Could dinosaurs actually roar? Ancient voice box holds clues.
Birds are the only living dinosaurs, but their extinct relatives might not have squawked or twittered like them, scientists say.
Courtesy of Nicole Fuller/Sayo Art for UT Austin
Tyrannosaurus rex may have let out a loud, fearsome roar in the film "Jurassic Park," but paleontologists don't actually know what dinosaurs sounded like – or if they even could make sounds.
Reconstructing the behavior of an animal that has been dead for at least 66 million years is a difficult task, and paleontologists have had little help when it comes to whether or not dinosaurs could vocalize. There is little fossil evidence of a dinosaur voice box.
For clues, scientists have turned to other animals, like birds, which are technically the only living dinosaurs. And buried in a rock from Antarctica, paleontologists have found a tantalizing clue, reported in a paper published Wednesday in the journal Nature.
There are two kinds of voice boxes: a larynx and a syrinx. Almost all living land-dwelling vertebrates vocalize using a larynx, which is a cartilaginous structure that helps produce sounds at the back of the mouth, explains Julia Clarke, a vertebrate paleontologist at the University of Texas at Austin, in an interview with The Christian Science Monitor.
But birds are different.
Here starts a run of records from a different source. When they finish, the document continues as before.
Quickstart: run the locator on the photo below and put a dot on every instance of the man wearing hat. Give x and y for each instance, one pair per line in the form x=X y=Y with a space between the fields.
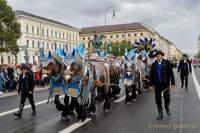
x=26 y=87
x=184 y=68
x=161 y=77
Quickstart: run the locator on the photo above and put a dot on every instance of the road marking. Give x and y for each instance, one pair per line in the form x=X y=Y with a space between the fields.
x=75 y=126
x=26 y=107
x=120 y=99
x=79 y=124
x=197 y=86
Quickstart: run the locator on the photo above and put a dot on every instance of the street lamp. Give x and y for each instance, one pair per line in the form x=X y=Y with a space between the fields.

They have a syrinx, a sturdier structure that fits at the base of the animal's windpipe, where it branches to the lungs.
Although paleontologists have found a few dinosaur larynx fragments, they are not definitive proof that the animals could vocalize, Dr. Clarke says, as larynx structures aren't just for vocalization.
But discovering a syrinx, which is only used for sound production, would be, she says.
No fossilized syrinx from the age of the dinosaurs has ever been found – until now.
Clarke remembers the date that she found the oldest known fossilized syrinx: October 24, 2013.
A rock-encrusted duck-like skeleton, discovered in Antarctica a decade earlier, had been in her lab for five years. The animal, Vegavis iaai, lived some 66 to 68 million years ago. Clarke was CT scanning the specimen to create a more detailed picture of the anatomy of an extinct relative of today's ducks and geese.
Clarke had been discussing with physiologists Tobias Riede and Franz Goller, co-authors on her new paper, what would constitute indirect fossil evidence of a syrinx, but she never expected to find a nearly whole one preserved within the rock sitting in her lab.
Previously, the oldest described fossil syrinxes were just a few million years old. Another one, some 50 million years old, had been mentioned in the context of other research but wasn't described until this new study.
Clarke theorizes that even older, more primative syrinxes must have existed. The Vegavis syrinx has a robust shape that would have supported two sound sources, she says, so "this is already a pretty complex syrinx compared to what the earliest form of the syrinx would be."
She and her colleagues suspect the more weakly mineralized, simple syrinx found in paleognath birds (ostriches and cassowaries) today is more like what the ancestral syrinx looked like.
Although this fossilized syrinx is remarkably complex, it is still simpler than some seen in living birds today, Clarke says. Still, she says, "what we see in the fossil is totally consistent with the variety of sounds produced by ducks."
And ducks can produce a range of sounds – mostly quacks, but sometimes they can whistle, too.
So what does this say about what non-avian dinosaurs might have sounded like?
Because no dinosaur-era syrinx had ever been found, many scientists probably assumed that the syrinx, like most soft tissue, simply did not fossilize on those timescales, Clarke says. But now that they know it can fossilize, it suggests that the lack of dinosaur syrinxes is significant.
"There is a very much growing, robust fossil record for dinosaurs," she says. "So why do we not find these structures?"
Clarke has been searching for a non-avian dinosaur syrinx since she discovered Vegavis's voice box in 2013, and has thus far come up with nothing.
She and her colleagues now think that "many dinosaurs did not have a syrinx but in fact vocalized in a manner more similar to that which we see in crocs," she says: "low-frequency booms, maybe using a resonating structure such as an inflated esophagus or something like that, and using the larynx, not a syrinx."
The larynx of a crocodile may not fossilize readily, Clarke suggests, so if non-avian dinosaurs had a similar structure, that might explain why their voice boxes are so hard to find.
Why crocodiles? They're dinosaurs' closest living relatives.
"It's inherently going to be speculative when you talk about dinosaurs communicating," cautions Stephen Nowicki, a biologist and dean at Duke University whose lab studies animal communication, who was not part of the new study.
"Our understanding of evolutionary patterns is constantly changing as we get new information," he tells the Monitor. "A paper like this is telling us something we didn't know before, but it's not necessarily the last word, and that's okay. If somebody finds a treasure trove of fossils, it could change the way we're thinking about this completely."